The Bristlecone Pine
There is something to be said about an organism that grows in adverse conditions. In poor soils, high elevation, extreme winds, and cold temperatures, bristlecone pine trees manage to exist. But more than just exist, they thrive. The tree hardly grows uniformly, exhibited in its twisted and convoluted shape. Different parts grow and others die. Regardless, the organism is alive.
Adverse conditions manifest themselves in countless ways: sickness, political turmoil, violence, heartbreak, death, financial loss, etc. For the past year, some of my poor soils, high elevation, extreme winds, and cold temperatures have been complications from injury. I attribute the demise of one of my most meaningful relationships to my knee. But I also have gained invaluable friendships due to a shared enthusiasm for porch couch lounging and sunset watching. My grades are subpar, but I am reevaluating my academic and professional dreams. It may easily be another year before I have functional range of motion, but I am climbing again. I won’t be taking a NOLS course, but I am moving to Washington D.C. Before, I had overemphasized pragmatism and logic in decision making. Now, there is a greater focus on appealing to emotions and developing empathy. Before, I had loved gin. Now, I still love gin. Overall, the abrupt change in my lifestyle has led to the gradual evolution and strengthening of various aspects of my character.
Call this a pessimistic interpretation of optimism. But sometimes optimism is overrated. It is based off manipulating the truth of situations to expect an irrational or unanticipated outcome. Optimism comes from thinking we know more than we do. It comes from assuming that we can predict a situation based on our linear interpretations. But this way of thinking can hinder us. It places expectations on what things should and shouldn’t be at some future time point. But positivity unveils purpose. Positivity gives reason to pursue interests, relationships, thoughts, and actions regardless of how inconvenient, painful, or daunting it may be.

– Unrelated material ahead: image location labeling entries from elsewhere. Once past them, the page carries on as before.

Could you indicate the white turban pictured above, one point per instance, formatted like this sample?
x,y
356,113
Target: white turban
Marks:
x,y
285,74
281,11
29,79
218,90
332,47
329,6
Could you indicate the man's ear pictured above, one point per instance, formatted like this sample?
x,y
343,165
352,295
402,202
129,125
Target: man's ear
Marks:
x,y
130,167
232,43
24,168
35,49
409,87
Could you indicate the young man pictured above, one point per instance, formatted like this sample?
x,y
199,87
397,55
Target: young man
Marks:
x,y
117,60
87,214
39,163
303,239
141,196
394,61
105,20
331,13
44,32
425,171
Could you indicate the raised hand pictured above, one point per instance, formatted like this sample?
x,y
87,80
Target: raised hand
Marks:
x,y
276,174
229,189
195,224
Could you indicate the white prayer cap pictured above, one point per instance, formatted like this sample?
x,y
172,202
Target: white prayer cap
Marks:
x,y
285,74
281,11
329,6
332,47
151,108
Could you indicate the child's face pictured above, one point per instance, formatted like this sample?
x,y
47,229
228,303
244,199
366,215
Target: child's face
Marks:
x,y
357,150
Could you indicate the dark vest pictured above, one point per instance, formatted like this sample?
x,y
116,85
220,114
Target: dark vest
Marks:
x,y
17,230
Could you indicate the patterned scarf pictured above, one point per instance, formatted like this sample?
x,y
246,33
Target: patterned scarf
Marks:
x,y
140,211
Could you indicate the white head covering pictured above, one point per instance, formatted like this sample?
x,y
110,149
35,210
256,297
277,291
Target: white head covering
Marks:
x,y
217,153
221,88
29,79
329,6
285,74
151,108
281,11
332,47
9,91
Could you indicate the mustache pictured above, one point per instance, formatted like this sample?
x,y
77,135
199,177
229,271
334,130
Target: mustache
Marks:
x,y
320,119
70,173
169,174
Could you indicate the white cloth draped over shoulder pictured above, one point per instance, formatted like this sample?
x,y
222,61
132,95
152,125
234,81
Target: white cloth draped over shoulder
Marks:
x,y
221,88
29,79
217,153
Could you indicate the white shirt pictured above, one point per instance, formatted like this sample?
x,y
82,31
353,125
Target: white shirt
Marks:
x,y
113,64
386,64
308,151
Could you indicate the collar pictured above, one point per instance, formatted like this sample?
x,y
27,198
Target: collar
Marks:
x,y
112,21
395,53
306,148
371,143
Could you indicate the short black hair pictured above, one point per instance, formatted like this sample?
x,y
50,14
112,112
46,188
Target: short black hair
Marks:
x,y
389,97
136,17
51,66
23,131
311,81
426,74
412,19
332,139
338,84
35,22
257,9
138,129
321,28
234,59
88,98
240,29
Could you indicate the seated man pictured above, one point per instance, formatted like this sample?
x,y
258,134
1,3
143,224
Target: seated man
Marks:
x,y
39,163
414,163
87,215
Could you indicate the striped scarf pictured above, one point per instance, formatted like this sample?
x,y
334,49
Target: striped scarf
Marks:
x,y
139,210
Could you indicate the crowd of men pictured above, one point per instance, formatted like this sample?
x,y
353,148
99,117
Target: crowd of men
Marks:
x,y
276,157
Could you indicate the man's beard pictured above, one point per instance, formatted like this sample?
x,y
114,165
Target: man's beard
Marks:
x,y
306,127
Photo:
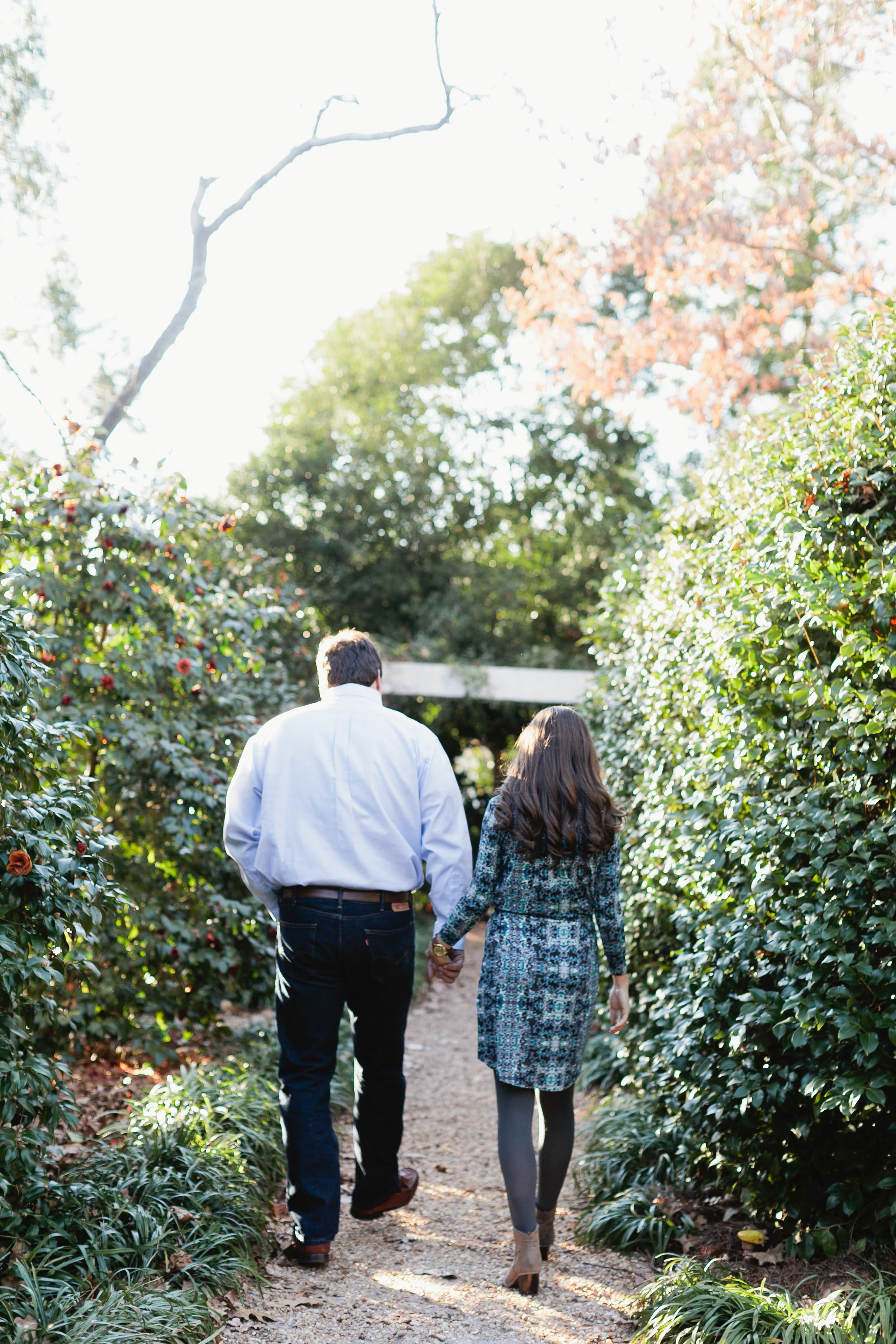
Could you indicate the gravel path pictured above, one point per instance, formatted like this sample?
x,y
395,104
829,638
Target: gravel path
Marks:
x,y
434,1269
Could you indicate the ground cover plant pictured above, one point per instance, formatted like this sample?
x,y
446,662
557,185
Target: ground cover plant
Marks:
x,y
745,701
142,1236
691,1303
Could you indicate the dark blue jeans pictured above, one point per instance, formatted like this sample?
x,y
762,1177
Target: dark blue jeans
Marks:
x,y
330,956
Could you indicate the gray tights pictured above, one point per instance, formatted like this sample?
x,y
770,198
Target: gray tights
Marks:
x,y
518,1155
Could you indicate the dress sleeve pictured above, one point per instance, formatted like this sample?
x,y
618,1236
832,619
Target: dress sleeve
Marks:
x,y
480,894
609,912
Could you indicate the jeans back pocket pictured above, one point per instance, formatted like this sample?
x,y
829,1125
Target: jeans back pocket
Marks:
x,y
393,955
296,944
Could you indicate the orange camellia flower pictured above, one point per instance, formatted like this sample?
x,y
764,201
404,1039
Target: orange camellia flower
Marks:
x,y
19,863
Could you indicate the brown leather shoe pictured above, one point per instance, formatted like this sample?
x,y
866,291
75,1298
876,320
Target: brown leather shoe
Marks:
x,y
408,1183
300,1253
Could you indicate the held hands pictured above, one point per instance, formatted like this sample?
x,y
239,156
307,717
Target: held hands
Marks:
x,y
620,1007
444,968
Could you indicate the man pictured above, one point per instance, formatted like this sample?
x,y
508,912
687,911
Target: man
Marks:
x,y
331,816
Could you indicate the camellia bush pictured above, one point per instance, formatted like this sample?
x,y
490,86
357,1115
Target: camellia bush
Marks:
x,y
747,707
156,636
54,893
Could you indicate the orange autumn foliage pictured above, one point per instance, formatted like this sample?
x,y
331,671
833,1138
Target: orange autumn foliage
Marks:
x,y
746,253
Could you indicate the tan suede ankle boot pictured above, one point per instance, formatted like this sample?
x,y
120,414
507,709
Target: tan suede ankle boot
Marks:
x,y
527,1264
544,1220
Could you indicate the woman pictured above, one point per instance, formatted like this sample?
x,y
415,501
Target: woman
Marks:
x,y
549,865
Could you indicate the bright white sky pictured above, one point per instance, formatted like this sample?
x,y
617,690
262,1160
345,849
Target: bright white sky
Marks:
x,y
151,97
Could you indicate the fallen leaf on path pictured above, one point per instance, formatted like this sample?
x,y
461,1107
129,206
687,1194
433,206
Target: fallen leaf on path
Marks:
x,y
774,1256
690,1241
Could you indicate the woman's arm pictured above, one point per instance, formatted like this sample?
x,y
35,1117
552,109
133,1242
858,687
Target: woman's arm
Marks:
x,y
480,894
609,916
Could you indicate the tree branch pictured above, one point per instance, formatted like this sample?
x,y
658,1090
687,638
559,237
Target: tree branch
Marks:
x,y
203,232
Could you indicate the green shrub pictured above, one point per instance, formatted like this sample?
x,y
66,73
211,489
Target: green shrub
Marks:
x,y
49,921
624,1179
691,1304
176,1211
165,648
746,704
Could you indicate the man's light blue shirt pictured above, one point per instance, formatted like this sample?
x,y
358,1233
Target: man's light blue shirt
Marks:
x,y
347,793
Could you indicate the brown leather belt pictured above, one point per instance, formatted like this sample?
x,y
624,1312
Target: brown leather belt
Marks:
x,y
387,898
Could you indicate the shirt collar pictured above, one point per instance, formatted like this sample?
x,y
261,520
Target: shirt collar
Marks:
x,y
351,691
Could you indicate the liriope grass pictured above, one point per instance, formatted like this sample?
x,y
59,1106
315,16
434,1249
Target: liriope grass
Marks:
x,y
630,1160
691,1304
142,1233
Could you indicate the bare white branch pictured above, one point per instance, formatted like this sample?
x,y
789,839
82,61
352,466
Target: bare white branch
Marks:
x,y
203,232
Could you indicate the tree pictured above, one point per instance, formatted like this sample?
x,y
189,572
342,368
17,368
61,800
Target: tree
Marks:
x,y
25,171
747,252
745,699
205,232
411,491
158,647
54,893
410,498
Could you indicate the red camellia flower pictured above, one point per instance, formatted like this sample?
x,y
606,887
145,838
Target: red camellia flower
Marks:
x,y
19,863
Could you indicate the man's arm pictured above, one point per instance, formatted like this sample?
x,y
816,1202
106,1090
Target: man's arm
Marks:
x,y
242,830
445,839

Positivity is interpreting the hand that is dealt in a hopeful light. Many people, including myself, had shown optimism about my injury. I would be normal within the year. But a year has passed, and I am not.
The bristlecone pine tree is not optimistic. For several thousands of years, it lives in extreme conditions. But there is a positive spin. It gets to exist in some of the most beautiful and wild places. It transcends human volatility and indecision in one lifetime because regardless of whatever human conflicts emerge, the bristlecone pine will outlive the composition, climax, resolution, and conclusion of the story.
Like the bristlecone pine, I feel twisted and convoluted. Different parts of my being are temporarily strained or bear unequal weight. But I find myself thriving because this nonlinear and sometimes backward growth has taught me to find the silver lining. And sure, I may have seen Jenny Lewis perform “Silver Lining” recently, and the catchy beat sticks with you but with all cliche songs come timeless truths. Good will always exist. Good will always exist, sometimes on the periphery. Good will always exist, and we have to find and elevate it. So, in terms of my injury, I am looking for the good. I am learning to recover holistically. Learning how to return to the activities that I love that put me in the places that I love more. It took me a year to realize and commit to doing that.
In Dance Don’t Drive: Resilient Thinking in Turbulent Times, Chip Ward beautifully articulates the ability to thrive within limits, which I will further generalize to any oppressive or challenging environment. He writes, “To say that we must learn to live within limits is not to say our lives will be diminished but that they will acquire context. Context creates meaning, insight, purpose, depth, and fullness.. art does not enlarge itself by limitless expression but, rather, is enriched within boundaries.”
So, given the environment that I exist in, given the environment that humanity exists in, it is our duty to thrive in seemingly suffocating situations to be better individuals. To be dynamic and flexible despite the expected and unexpected obstacles. To focus on the expansion of different components of our being. To be patient. Because if we don’t, if we stop adapting, if we stop finding the good, who will? Who will be the bristlecone pine?